De verdachte heeft door zijn handelen een zeer bedreigende en beangstigende situatie gecreëerd voor de slachtoffers. Zij zijn geslagen en bedreigd met een vuurwapen en hebben gevreesd voor hun leven. Beide slachtoffers hebben aangegeven psychische klachten te hebben overgehouden aan de afpersing. De verdachte heeft hierbij enkel gedacht aan zijn eigen financiële gewin. Dit is ernstig mede omdat dergelijke feiten, gepleegd op de openbare weg, gevoelens van angst en onveiligheid onder burgers aanwakkeren.
Persoon van de verdachte
Met betrekking tot de persoon van de verdachte heeft de rechtbank onder meer gelet op het strafblad van de verdachte van 10 juni 2025, waaruit blijkt dat de verdachte in 2023 door de kinderrechter is veroordeeld voor vuurwapenbezit. Dit weegt de rechtbank mee in het nadeel van de verdachte.
Daarnaast heeft de rechtbank acht geslagen op het advies van 20 juni 2025 van de Reclassering Nederland.

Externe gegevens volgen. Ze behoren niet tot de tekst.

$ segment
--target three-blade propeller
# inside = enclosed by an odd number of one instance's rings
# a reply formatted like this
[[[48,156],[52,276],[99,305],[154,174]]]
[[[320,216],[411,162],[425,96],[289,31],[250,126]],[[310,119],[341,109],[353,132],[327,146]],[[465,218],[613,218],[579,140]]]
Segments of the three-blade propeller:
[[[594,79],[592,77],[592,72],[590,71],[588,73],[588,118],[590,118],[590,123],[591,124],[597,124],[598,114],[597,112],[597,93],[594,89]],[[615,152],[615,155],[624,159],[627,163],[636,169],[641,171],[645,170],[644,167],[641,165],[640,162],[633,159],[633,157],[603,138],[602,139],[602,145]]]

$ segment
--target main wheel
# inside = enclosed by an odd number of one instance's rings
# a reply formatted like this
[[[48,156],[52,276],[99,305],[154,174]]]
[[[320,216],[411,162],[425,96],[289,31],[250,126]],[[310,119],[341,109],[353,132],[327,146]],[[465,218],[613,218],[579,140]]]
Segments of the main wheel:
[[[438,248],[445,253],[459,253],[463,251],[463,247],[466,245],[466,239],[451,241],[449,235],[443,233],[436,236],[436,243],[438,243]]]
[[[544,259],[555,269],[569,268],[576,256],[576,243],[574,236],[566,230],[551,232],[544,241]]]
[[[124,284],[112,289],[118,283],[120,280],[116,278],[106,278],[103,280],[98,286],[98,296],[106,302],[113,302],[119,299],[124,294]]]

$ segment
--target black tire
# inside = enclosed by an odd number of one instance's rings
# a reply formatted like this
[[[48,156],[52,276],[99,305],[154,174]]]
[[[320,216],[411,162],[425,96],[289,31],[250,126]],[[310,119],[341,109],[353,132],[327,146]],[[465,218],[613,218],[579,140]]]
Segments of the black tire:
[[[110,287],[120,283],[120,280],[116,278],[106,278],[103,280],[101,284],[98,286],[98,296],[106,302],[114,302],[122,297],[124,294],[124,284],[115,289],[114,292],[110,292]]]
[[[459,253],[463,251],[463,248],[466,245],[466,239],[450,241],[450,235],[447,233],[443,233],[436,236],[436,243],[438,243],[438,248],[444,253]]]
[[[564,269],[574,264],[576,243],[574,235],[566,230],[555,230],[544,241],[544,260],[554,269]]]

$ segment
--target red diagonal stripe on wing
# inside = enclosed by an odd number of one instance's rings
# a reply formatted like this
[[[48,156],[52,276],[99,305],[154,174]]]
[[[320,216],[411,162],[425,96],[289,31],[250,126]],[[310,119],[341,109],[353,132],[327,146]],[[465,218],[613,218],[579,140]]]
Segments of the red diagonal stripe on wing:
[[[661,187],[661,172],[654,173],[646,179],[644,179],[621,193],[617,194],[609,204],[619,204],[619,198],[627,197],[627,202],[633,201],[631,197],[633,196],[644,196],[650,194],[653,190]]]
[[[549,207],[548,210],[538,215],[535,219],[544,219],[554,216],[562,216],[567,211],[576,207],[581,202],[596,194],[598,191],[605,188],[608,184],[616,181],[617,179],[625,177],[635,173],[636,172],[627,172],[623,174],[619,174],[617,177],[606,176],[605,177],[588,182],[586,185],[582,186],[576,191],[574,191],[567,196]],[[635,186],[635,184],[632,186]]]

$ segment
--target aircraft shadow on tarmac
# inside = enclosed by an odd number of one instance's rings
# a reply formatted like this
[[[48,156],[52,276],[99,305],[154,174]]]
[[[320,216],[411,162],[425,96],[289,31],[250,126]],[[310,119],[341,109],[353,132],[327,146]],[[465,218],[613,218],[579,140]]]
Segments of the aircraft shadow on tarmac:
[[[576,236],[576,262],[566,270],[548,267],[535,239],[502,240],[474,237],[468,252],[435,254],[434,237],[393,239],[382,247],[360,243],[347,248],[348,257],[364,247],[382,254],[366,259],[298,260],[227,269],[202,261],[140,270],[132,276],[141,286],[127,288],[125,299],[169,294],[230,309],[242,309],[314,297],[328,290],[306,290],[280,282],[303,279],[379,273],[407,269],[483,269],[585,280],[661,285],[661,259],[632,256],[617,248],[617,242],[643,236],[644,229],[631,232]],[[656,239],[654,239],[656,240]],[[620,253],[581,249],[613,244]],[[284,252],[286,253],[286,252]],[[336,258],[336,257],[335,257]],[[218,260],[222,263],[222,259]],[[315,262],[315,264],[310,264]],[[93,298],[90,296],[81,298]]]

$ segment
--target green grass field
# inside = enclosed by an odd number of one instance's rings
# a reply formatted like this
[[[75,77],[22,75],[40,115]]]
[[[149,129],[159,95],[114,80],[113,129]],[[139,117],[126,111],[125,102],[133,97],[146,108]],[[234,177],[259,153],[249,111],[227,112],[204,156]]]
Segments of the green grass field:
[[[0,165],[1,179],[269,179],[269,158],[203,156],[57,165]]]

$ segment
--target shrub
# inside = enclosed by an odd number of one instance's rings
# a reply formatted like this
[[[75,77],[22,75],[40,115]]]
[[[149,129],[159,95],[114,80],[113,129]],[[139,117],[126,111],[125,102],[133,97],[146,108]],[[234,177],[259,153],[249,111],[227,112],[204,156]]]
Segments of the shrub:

Uit dit advies volgt dat het gaat om een jonge verdachte, die een voorzichtige positieve wending heeft ingezet. Het risico op recidive wordt ingeschat als gemiddeld-hoog, met name omdat de verdachte geen dagbesteding heeft, beïnvloedbaar is en er negatieve sociale contacten op na houdt. Ook is er volgens de reclassering vermoedelijk sprake van middelengebruik, wat de verdachte passief kan maken. De reclassering adviseert de verdachte een (deels) voorwaardelijk straf op te leggen met de bijzondere voorwaarden van een meldplicht bij de reclassering, ambulante behandeling bij De Waag, begeleid wonen of maatschappelijke opvang, een contactverbod met de aangevers, dagbesteding en het meewerken aan middelencontrole. Het risico op onttrekking aan voorwaarden wordt laag ingeschat, omdat de verdachte zich in het verleden en tijdens zijn schorsingstoezicht in de afgelopen anderhalf jaar aan de afspraken heeft gehouden. De verdachte heeft ter terechtzitting aangegeven dat hij bereid is om zich te houden aan de geadviseerde bijzondere voorwaarden.
De op te leggen straf
Gelet op de aard en de ernst van het gepleegde feit acht de rechtbank oplegging van een onvoorwaardelijke gevangenisstraf van een aanzienlijke duur gerechtvaardigd. De rechtbank ziet in de leeftijd, de persoonlijke omstandigheden en de proceshouding van de verdachte echter aanleiding om hier van af te wijken en hem niet terug naar de gevangenis te sturen.
Alles afwegende is de rechtbank van oordeel dat aan de verdachte een vrijheidsbenemende straf van 401 dagen moet worden opgelegd. De rechtbank zal echter bepalen dat een gedeelte van de vrijheidsbenemende straf, te weten 360 dagen, vooralsnog niet ten uitvoer zal worden gelegd en zal daaraan een proeftijd verbinden van twee jaren, zodat de verdachte ervan wordt weerhouden zich voor het einde van die proeftijd schuldig te maken aan een strafbaar feit. Aan het voorwaardelijk strafdeel worden de bijzondere voorwaarden verbonden die in het reclasseringsrapport van 20 juni 2025 zijn geadviseerd, met uitzondering van het contactverbod en het begeleid wonen of maatschappelijke opvang. Daarnaast zal de rechtbank de verdachte een taakstraf van 240 uur opleggen.
Dadelijke uitvoerbaarheid
De rechtbank is - gelet op het strafblad van de verdachte en hetgeen de reclassering heeft overwogen over het recidivegevaar - van oordeel dat er ernstig rekening mee moet worden gehouden dat de verdachte opnieuw een feit zal plegen dat gericht is tegen of gevaar veroorzaakt voor de onaantastbaarheid van het lichaam van een of meer personen. Daarom zal de rechtbank bevelen dat de hierna genoemde bijzondere voorwaarden dadelijk uitvoerbaar zijn.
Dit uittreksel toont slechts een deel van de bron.